Dr Alan Finan, a consultant paediatrician at Cavan General Hospital, told the court two of his colleagues briefed him as to the child’s condition on admission.

“She was unconscious, actively seizing, her limbs were jerking, she was pale and not responding as a normal 10-month-old would. She was not responsive and had no interest in her surroundings,” he said.

He said the child was given oxygen and medicine for convulsions.

Dr Finan described what he termed “extensive bruising” to the child’s face and head, on both sides of her forehead, and a significant underlying swelling on her hairline.

He also referred to bruising in her groin area and left buttock and described multiple small “fingertip” bruises on her back.

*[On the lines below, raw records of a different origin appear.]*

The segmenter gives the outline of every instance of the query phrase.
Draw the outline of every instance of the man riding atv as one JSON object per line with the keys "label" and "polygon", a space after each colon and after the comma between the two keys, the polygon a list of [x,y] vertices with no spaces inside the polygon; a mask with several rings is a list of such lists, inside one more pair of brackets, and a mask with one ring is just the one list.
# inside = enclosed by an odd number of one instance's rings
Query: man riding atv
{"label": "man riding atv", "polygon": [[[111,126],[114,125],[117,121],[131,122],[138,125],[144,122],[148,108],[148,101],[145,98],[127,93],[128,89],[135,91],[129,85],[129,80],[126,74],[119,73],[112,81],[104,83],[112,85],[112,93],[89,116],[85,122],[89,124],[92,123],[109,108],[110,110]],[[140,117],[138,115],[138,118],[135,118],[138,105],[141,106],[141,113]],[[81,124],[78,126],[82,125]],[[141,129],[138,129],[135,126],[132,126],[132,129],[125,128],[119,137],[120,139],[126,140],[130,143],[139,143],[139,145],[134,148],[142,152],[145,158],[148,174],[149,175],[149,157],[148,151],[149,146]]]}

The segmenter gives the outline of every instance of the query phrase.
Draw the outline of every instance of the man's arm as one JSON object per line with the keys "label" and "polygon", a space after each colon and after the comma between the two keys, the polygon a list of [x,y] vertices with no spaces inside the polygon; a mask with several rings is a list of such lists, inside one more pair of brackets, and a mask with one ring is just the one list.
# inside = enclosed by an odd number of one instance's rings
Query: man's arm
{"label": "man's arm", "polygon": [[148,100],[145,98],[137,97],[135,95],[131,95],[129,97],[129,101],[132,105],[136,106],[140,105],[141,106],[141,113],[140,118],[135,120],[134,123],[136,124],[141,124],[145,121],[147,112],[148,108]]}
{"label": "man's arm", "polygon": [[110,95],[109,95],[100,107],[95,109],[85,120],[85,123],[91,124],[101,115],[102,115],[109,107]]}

He said it was his “conclusive view” the injuries happened on the day the child was hospitalised. He said this was the only credible explanation.

However, defence counsel Remy Farrell told the court that in the doctor’s initial report, dated April 2, he stated that “precise dating of [the] injuries is not possible at this time”.

In the report he said this dating could be made upon further evaluation.

The baby’s mother said Ms Higgins kept a diary each day which was handed over during the Garda investigation.

She testified that she believed some of the entries about injuries and illness had been changed or added after March 28.

Mr Farrell put it to her the notebook had been forensically examined and there was no evidence entries had been made after the fact.

During yesterday’s hearing, the court was told that in early 2012 there were incidents of the child having bumps and bruises.

The mother recalled that on March 5 she noticed her daughter had a black eye. The defendant said the child had hit her head off the leg of the table, the witness testified.

A few days later the mother said she noticed that the bruise seemed to have “grown in size”. She said the defendant told her the child had fallen for a second time.

The mother said she was becoming increasingly concerned and discussed the matter with her husband and her friend.

She testified that on a number of occasions Ms Higgins had recorded that the child had vomited after eating her tea.

“I began to wonder if maybe my daughter had vomited from the upset of falling,” she said.

The mother told the court that an entry about the child bumping her head on March 22 was not there before.

References to the child vomiting on three dates in March and to falling over on toys on March 6 were not in the diary before the date of hospitalisation, the mother testified.

Under cross-examination she agreed with Mr Farrell that she did not read all the entries in the diary every day and she had not noticed other entries about bumps.

The trial continues before Judge Martin Nolan and a jury of six men and six women.